After repeating creating use case-specific and business logic coupled feature engineering code for a couple of years, I am thinking if it is possible to have a model agnostic (both algorithms and frameworks ), production-ready, data scientist friendly way to do feature engineering. I would summarize what we did for the use cases in financial service and healthcare, and propose some best practices (this is not accurate, we’ve seen good and better, but never seen best) to handle common problems in the lifecycle of ML models.
The purpose of feature engineering is to prepare features for ML models to process, so we want the output of feature engineering to
- improve the accuracy of the models
- be easy to maintain
- be computed with low latency
- ease the posthoc explanation
- contain metadata for auditing purpose: feature/data linage
- be easy to change for debugging and experimental tests
The discussion would be divided into the following sections:
- Feature engineering foundations
- Feature generation pipeline
- Operate feature engineering in an ML workflow
This article is about the 1st section. A bunch of information in this blog was extracted from the book “Machine learning design patterns”.
- Naming convention
- Univariate data representation methods: numerical inputs, an array of numbers, categorical inputs, An array of Categorical Inputs
- Multi-variate data representation methods: Feature Cross, concatenating representations
- input: the real-world data fed to the model
- feature: the transformed data that the model actually operates on
- feature engineering: The process of creating features to represent the input data. We can think of feature engineering as a way of selecting the data representation. This process can be learned/fixed / hybrid.
- feature extraction: The process of learning features to represent the input data.
- target: the value we need to predict
Univariate data representation methods
Need scale due to quickly converge for LR/NN & standardize magnitudes across features.
- Linear scaling
- Min-max scaling
- Clipping (in conjunction with min-max scaling)
- Z-score normalization
- Winsorizing: min-max with outliers removal
2. Nonlinear transformation
- Data is skewed and neither uniformly distributed nor distributed like a bell curve
- The relation of features and target is not linear
- Help to improve the interpretability of the system
- bins/quantiles: choose buckets is to do histogram equalization, where the bins of the histogram are chosen based on quantiles of the raw distribution. Or the bu
- logarithm, sigmoid and polynomial expansions (square, square root, cube, cube root, and so on)

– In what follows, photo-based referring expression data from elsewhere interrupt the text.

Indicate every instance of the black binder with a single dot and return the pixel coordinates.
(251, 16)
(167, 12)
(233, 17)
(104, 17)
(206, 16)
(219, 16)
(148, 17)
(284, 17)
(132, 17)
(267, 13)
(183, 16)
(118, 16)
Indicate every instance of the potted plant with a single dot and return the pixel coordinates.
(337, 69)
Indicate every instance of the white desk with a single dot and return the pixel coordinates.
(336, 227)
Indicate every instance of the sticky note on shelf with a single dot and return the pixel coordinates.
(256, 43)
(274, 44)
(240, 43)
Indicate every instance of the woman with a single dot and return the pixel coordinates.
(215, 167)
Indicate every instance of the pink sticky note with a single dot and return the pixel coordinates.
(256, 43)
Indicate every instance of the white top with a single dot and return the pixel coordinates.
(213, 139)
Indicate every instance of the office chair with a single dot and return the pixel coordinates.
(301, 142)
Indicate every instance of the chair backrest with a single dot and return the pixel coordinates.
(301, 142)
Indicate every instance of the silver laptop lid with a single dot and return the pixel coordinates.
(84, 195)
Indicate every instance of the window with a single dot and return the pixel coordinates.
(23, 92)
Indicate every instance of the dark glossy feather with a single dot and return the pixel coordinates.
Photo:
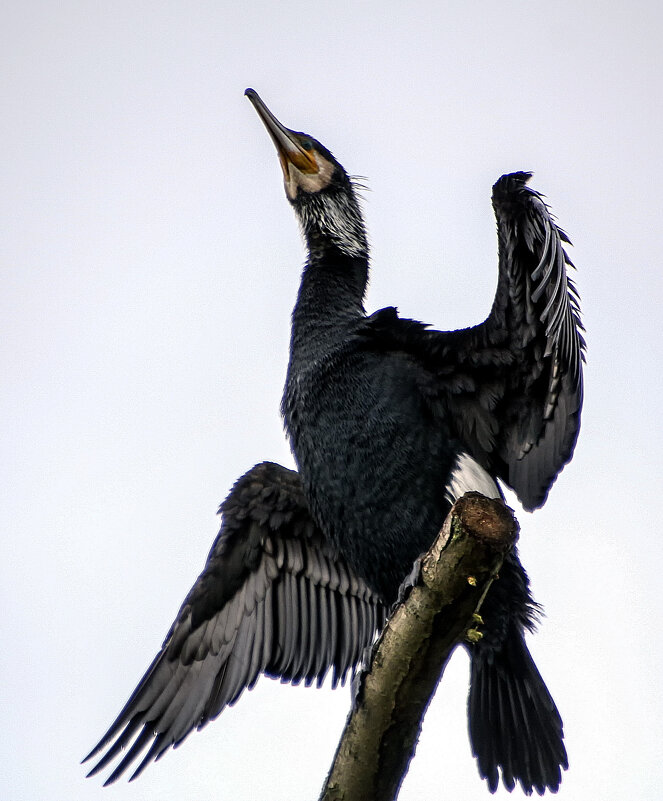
(511, 387)
(274, 597)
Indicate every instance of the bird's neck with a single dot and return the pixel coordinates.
(330, 299)
(331, 295)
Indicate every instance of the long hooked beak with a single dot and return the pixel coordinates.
(286, 141)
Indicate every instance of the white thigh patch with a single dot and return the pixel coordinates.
(467, 475)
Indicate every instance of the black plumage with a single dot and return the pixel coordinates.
(389, 421)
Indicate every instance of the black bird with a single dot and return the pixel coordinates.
(389, 422)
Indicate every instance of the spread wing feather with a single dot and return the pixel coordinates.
(273, 598)
(511, 388)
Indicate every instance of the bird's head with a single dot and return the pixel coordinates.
(318, 187)
(307, 165)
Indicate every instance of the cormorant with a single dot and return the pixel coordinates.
(389, 422)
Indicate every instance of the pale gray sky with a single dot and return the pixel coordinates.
(149, 264)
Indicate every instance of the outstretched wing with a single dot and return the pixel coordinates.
(273, 598)
(511, 388)
(537, 306)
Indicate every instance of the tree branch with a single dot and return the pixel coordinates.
(409, 658)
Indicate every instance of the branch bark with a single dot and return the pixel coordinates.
(409, 658)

- parametric transformation: .i.e Box-Cox transform
An Array of numbers
- Representing the input array in terms of its bulk statistics: average, median, minimum, maximum, and so forth.
- Empirical distribution — i.e., by the 10th/20th/… percentile, and so on.

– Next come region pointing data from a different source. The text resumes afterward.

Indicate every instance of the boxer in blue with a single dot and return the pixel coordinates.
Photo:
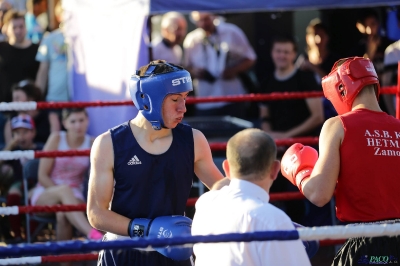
(142, 170)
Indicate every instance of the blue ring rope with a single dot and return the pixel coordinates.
(62, 247)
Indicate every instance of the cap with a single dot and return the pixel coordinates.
(22, 121)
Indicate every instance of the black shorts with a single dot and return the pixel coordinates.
(369, 251)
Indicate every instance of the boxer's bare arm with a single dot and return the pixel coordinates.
(204, 166)
(101, 186)
(320, 187)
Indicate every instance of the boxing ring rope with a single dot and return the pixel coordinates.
(94, 256)
(332, 234)
(215, 146)
(16, 210)
(306, 234)
(27, 106)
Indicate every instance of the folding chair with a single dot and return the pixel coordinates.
(30, 175)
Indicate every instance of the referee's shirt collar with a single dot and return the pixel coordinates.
(249, 189)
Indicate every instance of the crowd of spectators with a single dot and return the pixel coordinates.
(220, 58)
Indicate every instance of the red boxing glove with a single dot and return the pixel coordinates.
(298, 163)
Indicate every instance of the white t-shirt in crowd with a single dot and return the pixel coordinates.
(170, 54)
(224, 48)
(243, 207)
(53, 50)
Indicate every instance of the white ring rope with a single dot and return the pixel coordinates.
(348, 231)
(14, 155)
(21, 261)
(20, 106)
(314, 233)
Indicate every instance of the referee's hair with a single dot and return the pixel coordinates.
(250, 153)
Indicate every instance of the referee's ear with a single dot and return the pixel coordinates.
(221, 183)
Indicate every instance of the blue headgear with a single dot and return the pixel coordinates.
(149, 90)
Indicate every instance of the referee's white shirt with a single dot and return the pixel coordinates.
(238, 208)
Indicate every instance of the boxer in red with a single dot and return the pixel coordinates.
(359, 158)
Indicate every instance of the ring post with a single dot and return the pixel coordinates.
(398, 92)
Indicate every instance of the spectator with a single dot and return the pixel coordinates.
(390, 73)
(290, 118)
(320, 58)
(52, 55)
(17, 56)
(373, 44)
(45, 121)
(61, 178)
(23, 134)
(4, 7)
(36, 19)
(216, 53)
(19, 5)
(243, 207)
(173, 31)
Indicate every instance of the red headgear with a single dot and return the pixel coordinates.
(347, 78)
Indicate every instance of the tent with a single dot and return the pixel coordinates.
(108, 41)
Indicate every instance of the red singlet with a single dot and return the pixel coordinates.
(369, 179)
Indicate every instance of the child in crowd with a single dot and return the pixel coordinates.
(23, 134)
(61, 178)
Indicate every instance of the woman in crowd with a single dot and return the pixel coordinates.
(61, 178)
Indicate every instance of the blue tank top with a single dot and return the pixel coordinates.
(148, 185)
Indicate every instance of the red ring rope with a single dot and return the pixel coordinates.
(215, 146)
(283, 196)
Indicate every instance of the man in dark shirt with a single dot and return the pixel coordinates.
(290, 118)
(17, 56)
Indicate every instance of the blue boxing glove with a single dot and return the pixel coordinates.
(310, 246)
(164, 227)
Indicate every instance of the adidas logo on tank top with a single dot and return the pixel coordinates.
(135, 160)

- For ordered signals (for example, in order of time or by size), representing the input array by the last three or some other fixed number of items. For arrays of length less than three, the feature is padded to a length of three with missing values. This method can be taken as order weighted bulk statistics.
- one-hot encoding
- label encoding
- Hashed Feature: to address incomplete vocabulary, model size due to cardinality, and cold start. The hash process needs to be deterministic (no random seeds or salt) and portable. The num_buckets should be a tunable parameter and a good rule of thumb is each bucket has 5 entries in it. If the collision of entries leads to the skewness of the counts in each bucket, we can aggerate features to use the new columns to do the work. As to the hash algorithm, a fingerprint function is better than cryptographic algorithms (MD5, SHA1) due to its deterministic and simple nature.
- Embeddings: the low-dimensional representation of those feature values with respect to the learning task. The size of embedding should be tunable, and the rule of thumb is to use the fourth root or 1.6 times the square root of the total number of unique categorical elements.
An array of Categorical Inputs
- bulk statistics: mode, the median, the 10th/20th/… percentile, etc.
- Time-weighted statistics (last three items in a series)
- Datetime: Cyclical features encoding
- Unstructre data (image / biosignals/ video, etc): Autoencoding, CNN, etc.
Multi-variate data representation methods
Concatenating two or more categorical features in order to capture the interaction between them. This would make models simpler and have a better performance.
We should preprocess numeric features into categorical features to enable feature cross.
And to handle high cardinality, we can play it with hashed or embedding methods. L1 and L2 regulation are useful to encourage sparsity of features and reduce overfitting.
An input to a model can be represented as a number or as a category, an image, or free-form text. But in real-world use cases, the information for a machine learning problem could come from different sources, and we can enable models to make the decision for the multi-input problem. To achieve this, we can concatenate the encoded features before input them into models.